Below is the code that I am using:

from __future__ import absolute_import
from __future__ import division
from __future__ import print_function

import tree
from pyvis.network import Network
from graph_nets import blocks
from graph_nets import graphs
from graph_nets import modules
from graph_nets import utils_np
from graph_nets import utils_tf

import matplotlib.pyplot as plt
import networkx as nx
import numpy as np
import sonnet as snt
import tensorflow as tf
import functools

# making GraphsTuple from karate club dataset
# get dataset from nx
karate_graph = nx.karate_club_graph()
karate_graph_tupel = karate_graph

# getting node informations
# labeling the nodes
nodes = []
for i in range(1,34):
    if i == 1:
        nodes.append(0)
    if i == 33:
        nodes.append(1)
    else:
        nodes.append(-1)
nodes = np.reshape(nodes, (len(nodes), 1))
nodes_float = tf.cast(nodes, dtype=tf.float64)

# getting edge informations
# make graph undirected
directed_edges = karate_graph.edges
undirected_edges = [(u, v) for u, v in directed_edges] + [(v, u) for u, v in directed_edges]

karate_graph.edges = undirected_edges

edges = [[0.0] for _ in range(karate_graph.number_of_edges()*2)]

# getting sender and receiver informations
sender = []
receiver = []
for tupel in karate_graph.edges:
     sender.append(tupel[0])
     receiver.append(tupel[1])


# create GraphTuple from received informations
data_dict = {
    "nodes": nodes_float,
    "edges": edges,
    "senders": sender,
    "receivers": receiver
}

graphs_tuple = utils_np.data_dicts_to_graphs_tuple([data_dict])
graphs_tuple = tree.map_structure(lambda x: tf.constant(x) if x is not None else None, graphs_tuple)




# defining graph network
graph_network = modules.InteractionNetwork(
    node_model_fn=lambda: snt.Sequential([snt.Linear(output_size=1), tf.nn.sigmoid]),
    edge_model_fn=lambda: snt.Sequential([snt.Linear(output_size=1)])
)

# optimizer and loss function
optimizer = tf.keras.optimizers.Adam(learning_rate=0.01)
loss_fn = tf.keras.losses.BinaryCrossentropy(from_logits=True)

# learning loop
for epoch in range(50):
    with tf.GradientTape() as tape:

        output_graph = graph_network(graphs_tuple)

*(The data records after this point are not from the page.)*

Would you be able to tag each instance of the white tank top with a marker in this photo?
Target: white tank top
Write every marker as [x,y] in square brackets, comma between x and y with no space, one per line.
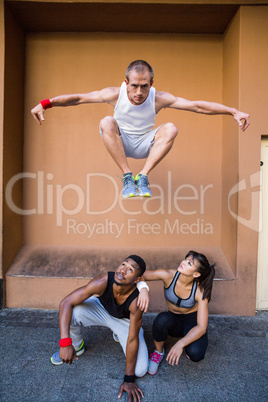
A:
[135,119]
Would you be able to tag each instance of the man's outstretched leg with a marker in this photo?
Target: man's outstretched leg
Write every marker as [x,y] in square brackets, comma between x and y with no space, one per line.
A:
[163,142]
[114,145]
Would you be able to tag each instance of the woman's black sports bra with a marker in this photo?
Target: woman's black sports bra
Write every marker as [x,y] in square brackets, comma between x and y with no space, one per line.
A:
[171,296]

        # Loss for labeled nodes
        labeled_nodes = [0, 33]
        labeled_indices = [i for i in labeled_nodes if graphs_tuple.nodes[i] != -1]
        loss = loss_fn(tf.gather(graphs_tuple.nodes, labeled_indices), tf.gather(output_graph.nodes, labeled_indices))

    # calculate gradient
    gradients = tape.gradient(loss, graph_network.trainable_variables)

    # apply gradient
    optimizer.apply_gradients(zip(gradients, graph_network.trainable_variables))

    # Loss output
    print("Epoch %d | Loss: %.4f" % (epoch, loss.numpy()))

print(output_graph.nodes)
print(output_graph.edges)

This is the output that I get:

Loss-funtion:

> Epoch 0 | Loss: 0.6619
Epoch 1 | Loss: 0.6547
Epoch 2 | Loss: 0.6478
Epoch 3 | Loss: 0.6412
Epoch 4 | Loss: 0.6351
Epoch 5 | Loss: 0.6292
Epoch 6 | Loss: 0.6233
Epoch 7 | Loss: 0.6172
Epoch 8 | Loss: 0.6110
Epoch 9 | Loss: 0.6048
Epoch 10 | Loss: 0.5988
Epoch 11 | Loss: 0.5931
Epoch 12 | Loss: 0.5877
Epoch 13 | Loss: 0.5826
Epoch 14 | Loss: 0.5777
Epoch 15 | Loss: 0.5728
Epoch 16 | Loss: 0.5680
Epoch 17 | Loss: 0.5633
Epoch 18 | Loss: 0.5589
Epoch 19 | Loss: 0.5549<

Nodes:

> [[0.09280719]
 [0.04476126]
 [0.03025987]
 [0.13695013]
 [0.34953291]
 [0.26353402]
 [0.26353402]
 [0.26353402]
 [0.22878334]
 [0.47378198]
 [0.34953291]
 [0.54787342]
 [0.44657832]
 [0.22878334]
 [0.47378198]
 [0.47378198]
 [0.41969087]
 [0.44657832]
 [0.47378198]
 [0.40082739]
 [0.47378198]
 [0.44657832]
 [0.47378198]
 [0.21003225]
 [0.32505647]
 [0.32505647]
 [0.47378198]
 [0.28533633]
 [0.37482885]
 [0.28533633]
 [0.28533633]
 [0.16495933]
 [0.01520448]
 [0.83080503]], shape=(34, 1), dtype=float64)<

I did not mention the edges, because I dont think that they are relevant for this issue and it would be too much information.